4. Und ich weinte sehr, weil Niemand würdig befunden wurde, das Buch zu öffnen und in dasselbe hineinzublicken.(6) (6) Joannes fühlte tiefen Schmerz; denn wenn die Zukunft nicht gelöst, verkündet und verwirklicht würde, müßte das Christenthum ohne Sieg, über seine Feinde bleiben.
5. Aber Einer der Aeltesten (7) sprach zu mir: Weine nicht! Siehe, der Löwe vom Stamme Juda, (8) die Wurzel Davids (9) hat überwunden, zu öffnen das Buch und zu lösen seine sieben Siegel. (7) S. ob. 4, 4.
(8) So heißt Jesus, der Messias, weil er vom Stamme Juda abstammet (1 Mos. 49, 9. 10) und siegreich wie ein Löwe alle seine Feinde, Welt, Tod und Hölle besiegte.
(9) der Nachkömmling Davids. S. Matth. 1, 1.
6. Und ich sah, und siehe, in Mitte vor dem Throne und den vier lebenden Wesen (10) und in Mitte vor den Aeltesten stand ein Lamm, (11) wie getödtet, (12) und hatte sieben Hörner (13) und sieben Augen, welche die sieben Geister Gottes sind, ausgesandt in alle Welt.(14) (10) S. ob. 4, 6
(11) d. i. das Lamm befand sich mitten in dem Räume der zwischen dem Throne Gottes und den Aeltesten lag. Das Lamm ist der Sohn Gottes, der unter diesem Sinnbilde erscheint, weil er als Versöhnungsopfer unschuldig und geduldig für uns starb. S. Isa. 53, 7. Apostg. 8, 32.
(12) hatte die Mahlzeichen seiner Leiden, gleichsam seine Siegestrophäen an sich.

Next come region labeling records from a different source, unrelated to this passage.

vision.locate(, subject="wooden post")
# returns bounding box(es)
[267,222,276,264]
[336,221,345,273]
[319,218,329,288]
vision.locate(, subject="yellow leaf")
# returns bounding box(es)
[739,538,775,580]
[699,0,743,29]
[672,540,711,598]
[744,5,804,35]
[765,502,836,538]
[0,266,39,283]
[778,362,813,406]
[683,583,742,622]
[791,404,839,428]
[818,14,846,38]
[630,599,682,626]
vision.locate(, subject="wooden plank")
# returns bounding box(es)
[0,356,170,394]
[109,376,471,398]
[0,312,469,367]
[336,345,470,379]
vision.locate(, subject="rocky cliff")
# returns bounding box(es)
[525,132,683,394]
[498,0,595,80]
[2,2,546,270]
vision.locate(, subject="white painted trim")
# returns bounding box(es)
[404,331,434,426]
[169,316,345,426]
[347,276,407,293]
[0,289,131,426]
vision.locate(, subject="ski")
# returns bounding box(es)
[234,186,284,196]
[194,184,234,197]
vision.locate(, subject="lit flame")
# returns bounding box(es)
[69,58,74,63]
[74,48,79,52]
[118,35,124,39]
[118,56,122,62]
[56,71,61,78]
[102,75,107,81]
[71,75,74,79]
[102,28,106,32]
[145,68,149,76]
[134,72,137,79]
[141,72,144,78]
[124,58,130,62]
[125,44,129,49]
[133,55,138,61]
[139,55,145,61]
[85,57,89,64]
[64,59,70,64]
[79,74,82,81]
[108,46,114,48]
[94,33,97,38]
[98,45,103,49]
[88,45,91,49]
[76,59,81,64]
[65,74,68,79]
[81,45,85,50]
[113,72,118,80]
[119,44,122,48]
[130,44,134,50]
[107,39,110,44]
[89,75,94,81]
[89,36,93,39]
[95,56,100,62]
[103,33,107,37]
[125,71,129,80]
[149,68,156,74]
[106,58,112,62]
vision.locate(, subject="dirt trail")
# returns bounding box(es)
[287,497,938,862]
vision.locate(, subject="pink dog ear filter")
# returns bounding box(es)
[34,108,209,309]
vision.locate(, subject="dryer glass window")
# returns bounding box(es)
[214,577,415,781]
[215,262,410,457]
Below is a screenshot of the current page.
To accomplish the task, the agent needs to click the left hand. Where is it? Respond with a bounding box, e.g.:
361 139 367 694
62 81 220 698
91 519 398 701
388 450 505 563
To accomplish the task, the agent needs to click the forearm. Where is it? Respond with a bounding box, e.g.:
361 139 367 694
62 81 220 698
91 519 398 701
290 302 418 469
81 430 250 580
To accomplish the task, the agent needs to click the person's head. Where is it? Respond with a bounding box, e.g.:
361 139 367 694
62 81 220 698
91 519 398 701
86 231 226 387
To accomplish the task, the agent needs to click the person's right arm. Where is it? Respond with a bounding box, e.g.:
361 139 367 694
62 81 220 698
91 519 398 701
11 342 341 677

(13) Die Hörner sind Sinnbild der Macht (Luc. 1, 69). Die Zahl sieben drückt die Größe aus. Es war ein Lamm von ausserordentlicher Macht.
(14) S. ob. 4, 5
7. Und es kam, und nahm das Buch aus der Rechten dessen, der auf dem Throne saß.
8. Und als es das Buch öffnete, (15) fielen die vier lebenden Wesen und die vierundzwanzig Aeltesten nieder vor dem Lamme, (16) und alle hatten Harfen (17) und goldene Schalen voll Rauchwerks, welches die Gebete der Heiligen sind: (18) (15) es sich anschickte, das Buch zu öffnen, an die Siegel griff (unt. 6, 1). Im Griech. als es das Buch nahm
(16) denn die Lösung, die Verkündung und Verwirklichung der Zukunft, die Führung der göttlichen Sache zum Siege ist die größte göttliche Wohlthat, für die sich Anbethung und Dank geziemt.
(17) Mit Harfenspiel wurde das Lob Gottes verkündet (Ps. 32, 2: 91, 4).
(18) Das Rauchwerk sinnbildet das Gebet, welches diese Aeltesten, diese Heiligen unaufhörlich Gott darbringen.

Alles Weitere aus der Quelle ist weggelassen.